ところが雨がふりはじめ、りすはがっかりしてしまいます。
けれど、かえるにとっては、とてもいい天気。
結局、ふたりは予定通り、しずかな雨の中、ボートで川くだりをすることにします。歌を歌いながら…
途中で霧に囲まれたり、大きな葉っぱをかさにしたり、はなればなれになったりと、思わぬこともありながら、ふたりの旅はとても楽しいものになったのでした……。
ざあざあという雨ではなくて、霧のような雨が降りしきる日。
細かな水滴が空気の振動を遮断するので、霧雨の日はおどろくほど静かです。
そんな静かな日に、りすとかえるは冒険の旅にでます。
りすにとっては、驚くようなことばかり。けれど、仲良しのかえると一緒だと、雨の旅も格別に楽しいのでした。
動物ファンタジーは、多様な人々の比喩であるとされています。
実際には、りすとかえるが仲良くなることはまずありませんが、りすのように晴れた日に木の上で木の実を食べるのが大好きな動物と、しとしと雨が大好きなかえるのように、ちがいすぎる人どうしがそれぞれの特性をこえて仲良くなるお話にはロマンがあります。
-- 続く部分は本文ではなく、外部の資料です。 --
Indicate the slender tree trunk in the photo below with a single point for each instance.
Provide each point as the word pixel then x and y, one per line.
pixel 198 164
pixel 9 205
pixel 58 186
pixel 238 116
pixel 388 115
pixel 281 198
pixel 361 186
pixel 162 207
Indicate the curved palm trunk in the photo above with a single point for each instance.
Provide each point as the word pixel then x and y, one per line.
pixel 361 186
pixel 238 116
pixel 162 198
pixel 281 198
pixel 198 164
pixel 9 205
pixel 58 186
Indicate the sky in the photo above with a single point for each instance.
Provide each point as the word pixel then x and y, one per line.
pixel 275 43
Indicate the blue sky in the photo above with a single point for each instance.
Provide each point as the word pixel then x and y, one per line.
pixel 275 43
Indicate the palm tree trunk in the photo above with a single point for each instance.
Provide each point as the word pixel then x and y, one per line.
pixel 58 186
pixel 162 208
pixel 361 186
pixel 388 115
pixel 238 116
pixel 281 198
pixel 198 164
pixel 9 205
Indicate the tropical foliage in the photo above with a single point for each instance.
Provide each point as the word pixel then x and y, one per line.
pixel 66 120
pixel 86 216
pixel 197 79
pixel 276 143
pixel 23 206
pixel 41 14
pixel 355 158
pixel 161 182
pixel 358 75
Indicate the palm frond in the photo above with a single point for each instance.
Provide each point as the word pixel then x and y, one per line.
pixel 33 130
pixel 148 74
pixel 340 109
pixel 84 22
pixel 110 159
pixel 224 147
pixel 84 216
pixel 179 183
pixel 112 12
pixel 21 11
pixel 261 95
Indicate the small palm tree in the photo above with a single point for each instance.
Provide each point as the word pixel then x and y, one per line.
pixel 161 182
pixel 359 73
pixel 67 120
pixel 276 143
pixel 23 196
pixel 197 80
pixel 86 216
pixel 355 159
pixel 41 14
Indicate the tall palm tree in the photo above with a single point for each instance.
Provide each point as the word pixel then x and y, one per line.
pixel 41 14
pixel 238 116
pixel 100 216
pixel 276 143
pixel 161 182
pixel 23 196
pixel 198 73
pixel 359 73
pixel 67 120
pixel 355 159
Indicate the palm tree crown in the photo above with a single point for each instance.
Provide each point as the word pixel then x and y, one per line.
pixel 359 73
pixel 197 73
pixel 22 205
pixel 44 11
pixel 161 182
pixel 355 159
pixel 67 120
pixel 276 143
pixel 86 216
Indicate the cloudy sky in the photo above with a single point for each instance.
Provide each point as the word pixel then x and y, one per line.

りすは、今回雨の中、かえると川くだりをすることで思いもよらなかった体験をたくさんするのでした。
同じ趣味、同じ出身地など自分と似たところがある人とは共感できることが多くて仲良くなりやすいものです。
しかし、まったく共通点のない人と友だちになるのも楽しいものです。毎日が発見の連続です。
静かな静かな雨の日の冒険物語です。
文章は平易で読みやすく、すべてはひらがなとカタカナ。見開きにだいたい10行くらい。
五十音が読めれば、ひとりでコツコツ読むことができます。絵本としては少しボリュームがあるほうなので、読み聞かせにも。
雨の日にぴったりの絵本です。
今のシーズン、お出かけできない週末の読書にぜひどうぞ。
繊細な方へ(HSPのためのブックガイド)
ネガティブな要素はありません。
雨の日の、しずかな冒険の物語です。いつもは木の上で暮らしているりすが、かえるの暮らす世界を垣間見ます。
HSCのお子さまのほうがより多くのメッセージを受け取れるでしょう。